O “Confeitaria Escalafobética” tem a aparência de um livro de arte. Como foi a escolha desta estética?

Essa era a ideia, unir arte e gastronomia, duas vertentes já muito presentes no meu trabalho audiovisual. Gostaria de comunicar a confeitaria de um jeito irreverente, porém falando de questões sérias, como técnica francesa, respeito aos ingredientes e respeito a confeitaria de verdade.

Você acredita que há quem use um livro para cozinhar com tanto tutorial na internet? Quem é o leitor que espera atrair com “Confeitaria Escalafobética”?

Livros são atemporais, imortais. Essa representação analógica de um conteúdo que começou online me representa. Tenho playlists no Spotify, mas tenho coleção de vinil em casa. Existem coisas que são insubstituíveis e livro é uma delas. Ali é possível explicar em detalhes certos processos, mas sem se tornar chato. Tutoriais de internet, em sua grande maioria, tratam com superficialidade tudo, só um livro se aprofunda na complexidade das questões. Tanto  que tem gente interessada que mal lançamos e já estamos na lista da "Veja" como o quarto livro não-ficção mais vendido do país. Oba! ;)

Você usa algum livro para cozinhar?

Me "formei" com meus livros. Muito antes de frequentar a escola de culinária francesa em Nova York, eu já tinha o meu canal do YouTube, que o foi o primeiro dedicado à confeitaria da plataforma. Foram os meus livros técnicos, de faculdades de culinária, que me formaram antes de mais nada. Eu passo horas lendo e estudando reações técnicas na cozinha, para compreender profundamente o que se passa ali com os ingredientes e não somente me tornar um fantoche, reproduzindo receita que na primeira falha não vou saber identificar o motivo. Os livros técnicos te preparam para uma vida cozinhando, enquanto que uma mera receita só vai fazer o jantar de amanhã.  
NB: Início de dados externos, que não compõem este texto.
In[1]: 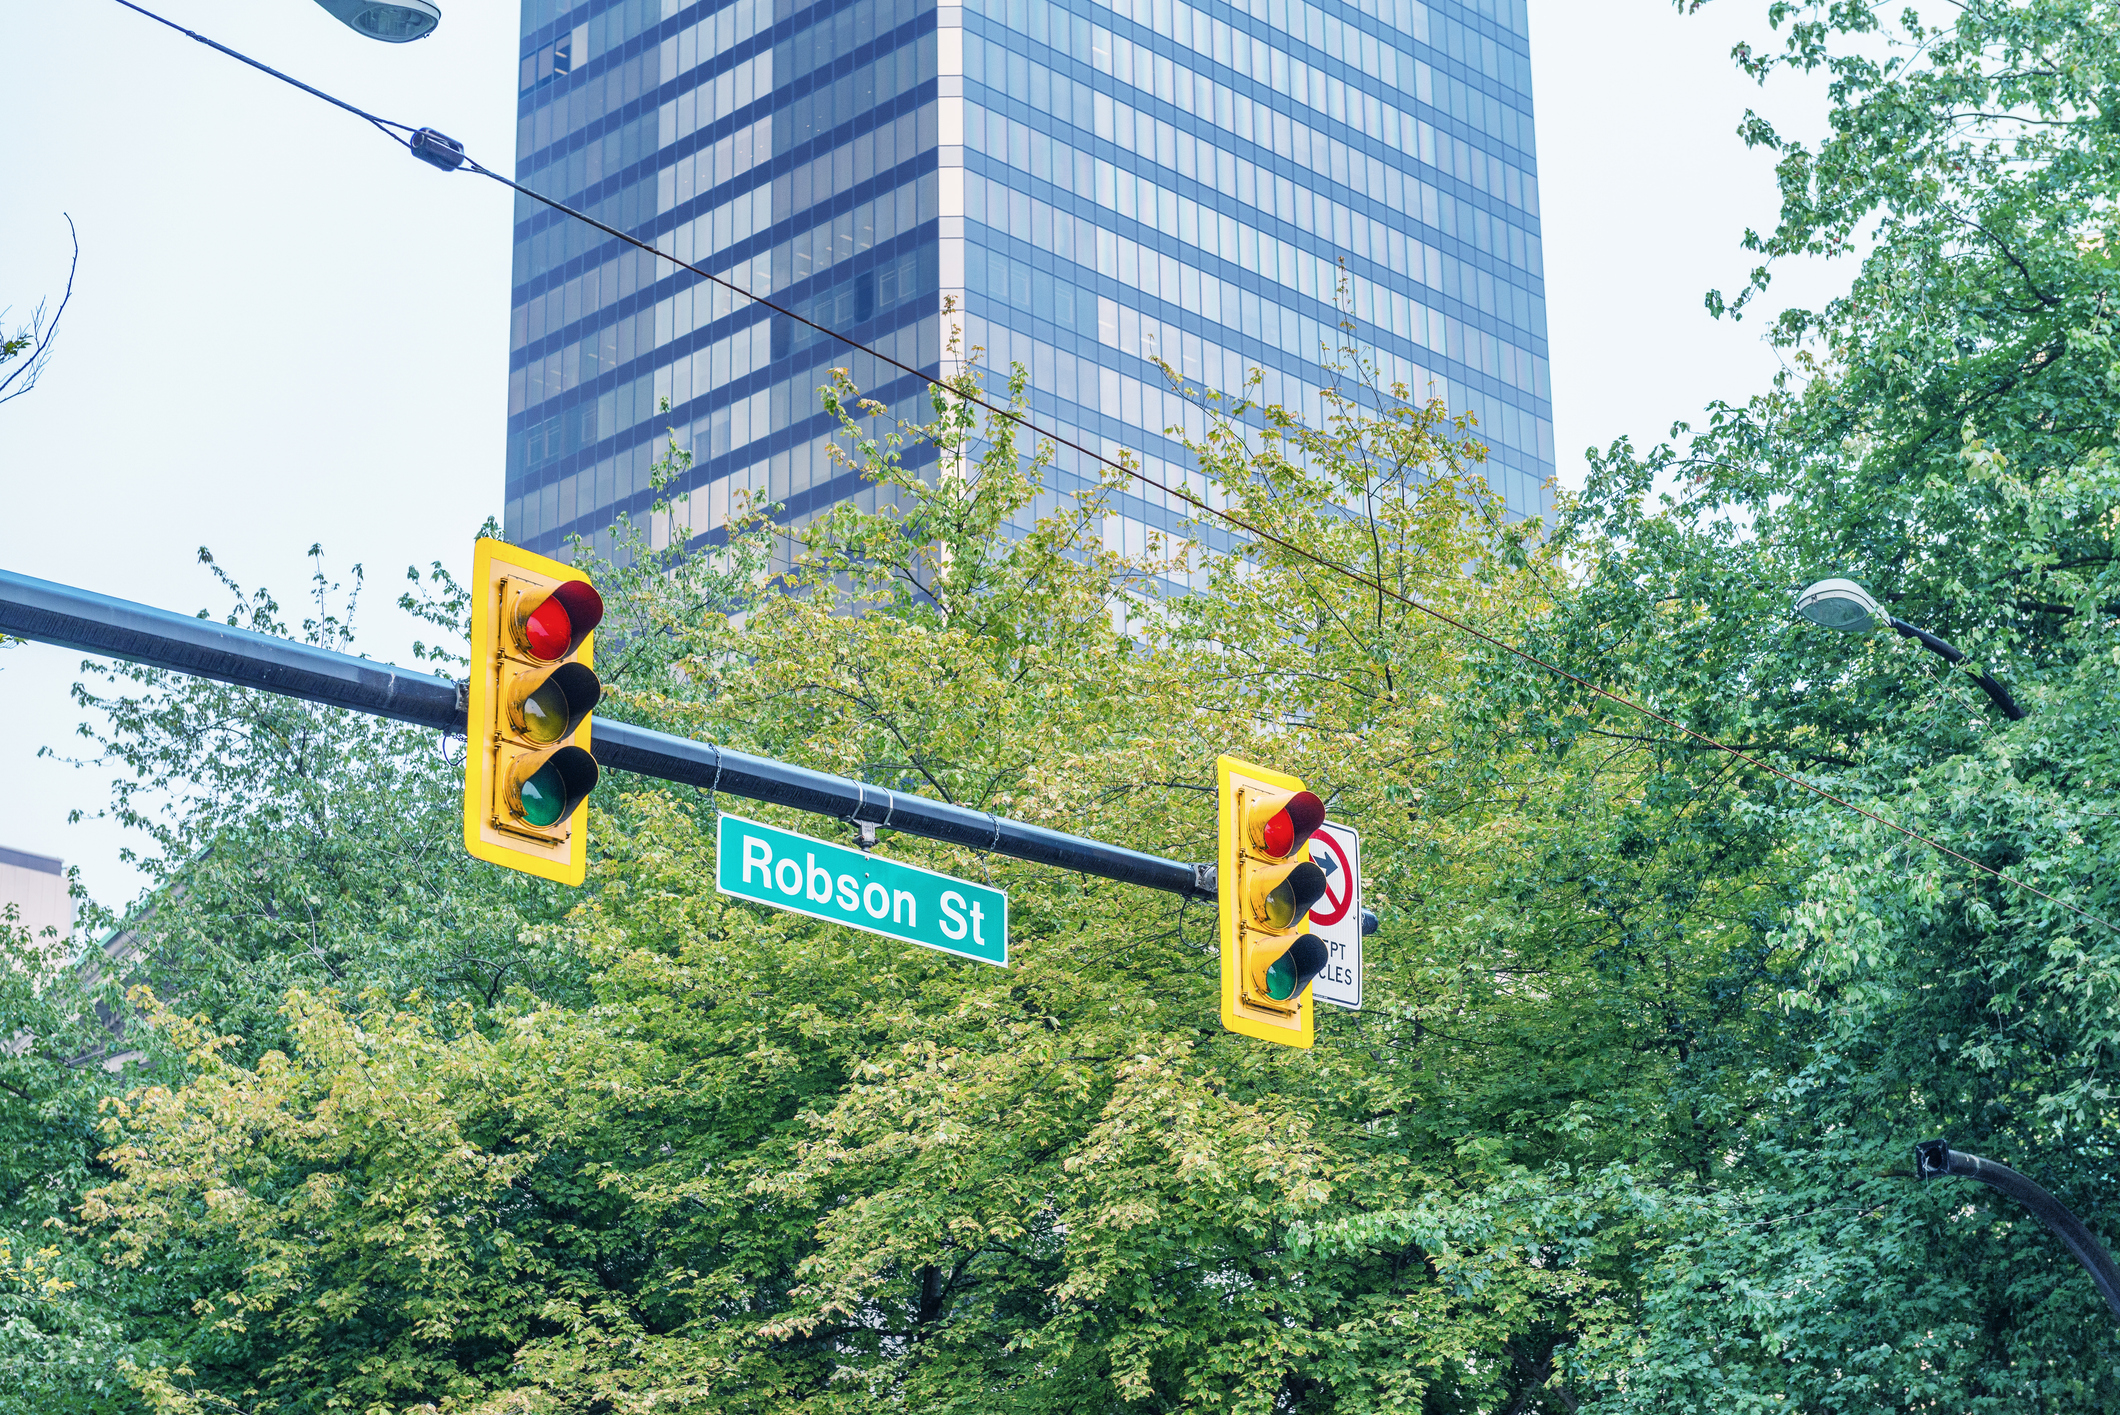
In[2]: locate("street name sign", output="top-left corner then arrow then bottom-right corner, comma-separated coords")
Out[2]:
716,812 -> 1008,966
1306,820 -> 1362,1009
Como foi que você chegou ao YouTube?

Comecei em 2010, quando notei que programas de culinária ainda eram muito estigmatizados como coisa de dona de casa e 'vovozinha'. Queria transformar esse meio em algo novo, que os jovens pudessem apreciar para perpetuarmos as nossas raízes culinárias. Com isso, o “Dulce Delight” nasceu, um programa inovador e nada ortodoxo, que trata a gastronomia com um respeito absoluto, porém ensinado de maneira casual, moderna, com uma comunicação honesta e genuína. Quando comecei, resolvi que queria todas as minhas influências ali, musica, stop motion, estampas, e claro, personalidade escalafobética, que é a minha. 

Por que decidiu, cinco anos depois de ser a primeira brasileira a cozinhar no YouTube, dividir as atenções com a TV?
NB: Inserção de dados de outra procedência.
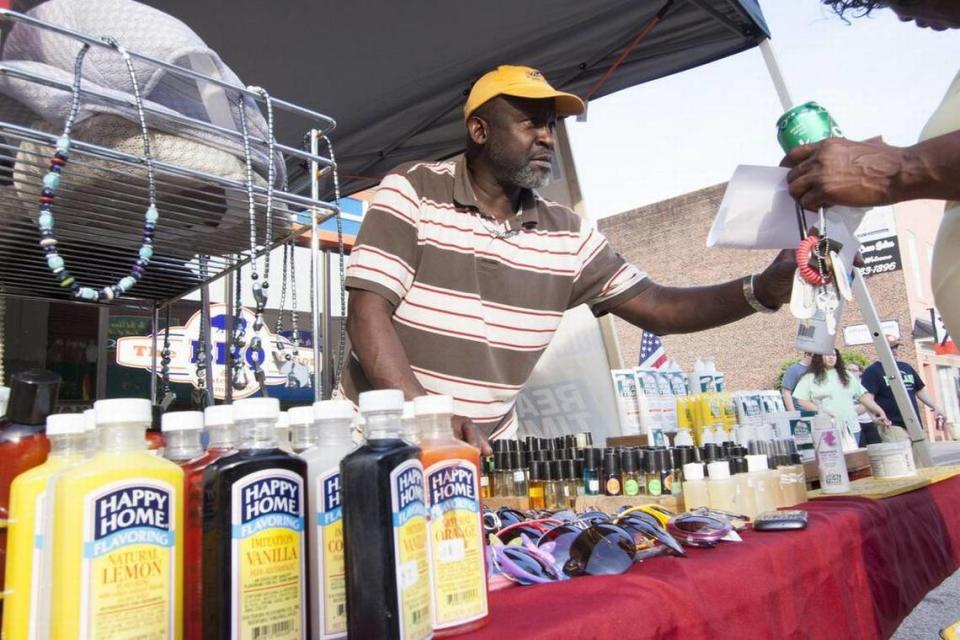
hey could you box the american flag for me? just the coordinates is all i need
[638,332,668,369]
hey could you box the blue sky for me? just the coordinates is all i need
[566,2,960,219]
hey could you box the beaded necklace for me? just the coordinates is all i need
[39,40,159,301]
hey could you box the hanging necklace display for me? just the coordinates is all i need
[37,40,160,301]
[321,133,347,392]
[274,238,311,388]
[230,262,248,390]
[193,254,211,408]
[159,304,175,409]
[237,86,277,395]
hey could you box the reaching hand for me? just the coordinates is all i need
[754,249,798,307]
[452,414,492,456]
[783,138,904,210]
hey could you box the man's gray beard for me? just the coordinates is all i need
[507,165,550,190]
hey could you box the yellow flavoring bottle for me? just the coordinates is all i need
[50,399,184,639]
[2,413,88,640]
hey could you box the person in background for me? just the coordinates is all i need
[789,1,960,348]
[780,352,813,412]
[861,335,947,441]
[846,362,882,445]
[793,349,889,449]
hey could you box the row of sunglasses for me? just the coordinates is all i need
[484,505,745,585]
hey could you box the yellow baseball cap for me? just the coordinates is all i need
[464,65,585,122]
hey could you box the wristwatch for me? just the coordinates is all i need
[743,274,780,314]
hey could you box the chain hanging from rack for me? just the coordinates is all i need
[193,255,210,408]
[237,86,277,396]
[230,262,248,391]
[159,304,175,409]
[320,134,347,392]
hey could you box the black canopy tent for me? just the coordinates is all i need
[138,0,769,197]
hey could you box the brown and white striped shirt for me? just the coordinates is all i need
[341,154,649,438]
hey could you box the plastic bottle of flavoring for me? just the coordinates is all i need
[745,454,780,514]
[682,462,709,510]
[289,405,318,453]
[2,413,87,640]
[341,390,431,640]
[161,411,205,463]
[674,428,694,447]
[276,410,294,452]
[304,399,356,639]
[778,453,809,507]
[812,411,850,494]
[401,401,418,444]
[731,457,757,519]
[706,461,738,512]
[415,394,488,635]
[83,408,97,456]
[50,398,184,638]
Meus programas de TV sempre tiveram uma "production value" muito alta, ou seja, valor de produção. Isso quer dizer que, desde que comecei, já fazia uma produção que não cabia muito ali no Youtube e por isso tantas oportunidades surgiram para estar na TV. Pois eu já fazia um conteúdo para o Youtube com uma produção que, até então, só se via na TV. O Youtube me deu liberdade poética de mostrar para a TV que é possível fazer um programa com espontaneidade, sem ser engessado e muito divertido. Depois de me estabelecer ali, a Globo e o GNT me procuraram para criar um programa para eles e, assim, o "Rainha da Cocada" nasceu, com os mesmos princípios de antes, mas agora com uma produção maior... eu ainda tomo conta de tudo, desde as músicas que quero nos episódios até a cor do paninho que vai ficar na minha pia.
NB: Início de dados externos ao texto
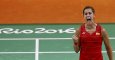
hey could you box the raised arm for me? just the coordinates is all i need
[72,28,80,53]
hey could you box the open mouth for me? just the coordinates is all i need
[86,16,91,21]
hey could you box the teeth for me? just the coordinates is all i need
[86,16,91,21]
[86,16,91,19]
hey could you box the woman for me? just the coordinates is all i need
[72,6,113,60]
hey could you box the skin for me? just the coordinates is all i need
[72,8,113,60]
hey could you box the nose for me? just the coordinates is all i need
[86,13,91,16]
[86,15,90,17]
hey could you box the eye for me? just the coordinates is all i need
[84,12,92,15]
[89,12,92,15]
[84,13,87,15]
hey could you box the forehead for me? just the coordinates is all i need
[84,9,93,13]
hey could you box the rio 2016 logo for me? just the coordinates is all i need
[0,28,76,34]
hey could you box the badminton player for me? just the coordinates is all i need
[72,6,113,60]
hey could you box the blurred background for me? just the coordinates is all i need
[0,0,115,24]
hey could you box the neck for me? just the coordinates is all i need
[86,25,94,29]
[85,21,96,29]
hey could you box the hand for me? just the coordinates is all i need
[72,35,79,43]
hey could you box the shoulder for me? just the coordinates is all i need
[74,24,83,36]
[98,24,106,34]
[75,23,84,31]
[75,27,80,35]
[96,24,108,36]
[74,23,85,36]
[101,27,109,38]
[97,23,102,28]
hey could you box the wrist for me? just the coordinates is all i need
[74,42,78,45]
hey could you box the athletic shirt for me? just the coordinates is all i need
[79,24,103,60]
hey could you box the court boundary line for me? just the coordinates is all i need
[39,51,115,53]
[0,52,35,54]
[35,39,39,60]
[0,37,115,40]
[0,51,115,54]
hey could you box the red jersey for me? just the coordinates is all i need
[79,24,103,60]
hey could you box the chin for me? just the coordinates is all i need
[87,21,93,25]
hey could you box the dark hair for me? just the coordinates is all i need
[83,6,95,14]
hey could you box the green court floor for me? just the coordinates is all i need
[0,39,114,60]
[0,24,114,60]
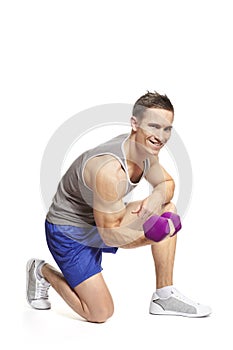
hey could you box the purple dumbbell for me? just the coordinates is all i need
[143,214,171,242]
[161,212,182,237]
[143,212,182,242]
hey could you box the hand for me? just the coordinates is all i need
[131,194,163,220]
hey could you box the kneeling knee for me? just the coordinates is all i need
[162,201,177,214]
[88,306,114,323]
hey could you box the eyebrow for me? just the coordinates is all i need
[148,123,173,129]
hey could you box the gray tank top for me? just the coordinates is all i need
[46,133,150,227]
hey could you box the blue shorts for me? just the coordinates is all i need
[45,220,118,288]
Em uma entrevista, você falou que gosta de ensinar a técnica, mas, ao mesmo, não tem aquele fanatismo com a calda que cai da bandeja, por exemplo. Pode comentar isso?

Como falei, comida é carnal, é organicidade, temos que aceitar a sua natureza também.

Parece que as pessoas, de modo geral, não sabem bem o que comem. Você concorda?

Concordo plenamente, especialmente em um mundo em que comida se tornou laboratorial. É tanta porcaria sendo feita com ingredientes impronunciáveis, abraçados por uma embalagem cheia de marketing, jurando que aquilo é a melhor escolha que você pode fazer. É muita informação nutricional e as pessoas estão perdidinhas. Por isso, eu insisto em dizer, consuma tudo que veio fora de uma embalagem, só assim você garante que o produto é de qualidade, pois foi a mãe natureza que te deu. Quanto àquele molho de tomate, à maionese e ao caldo de galinha embaladinho, digo não.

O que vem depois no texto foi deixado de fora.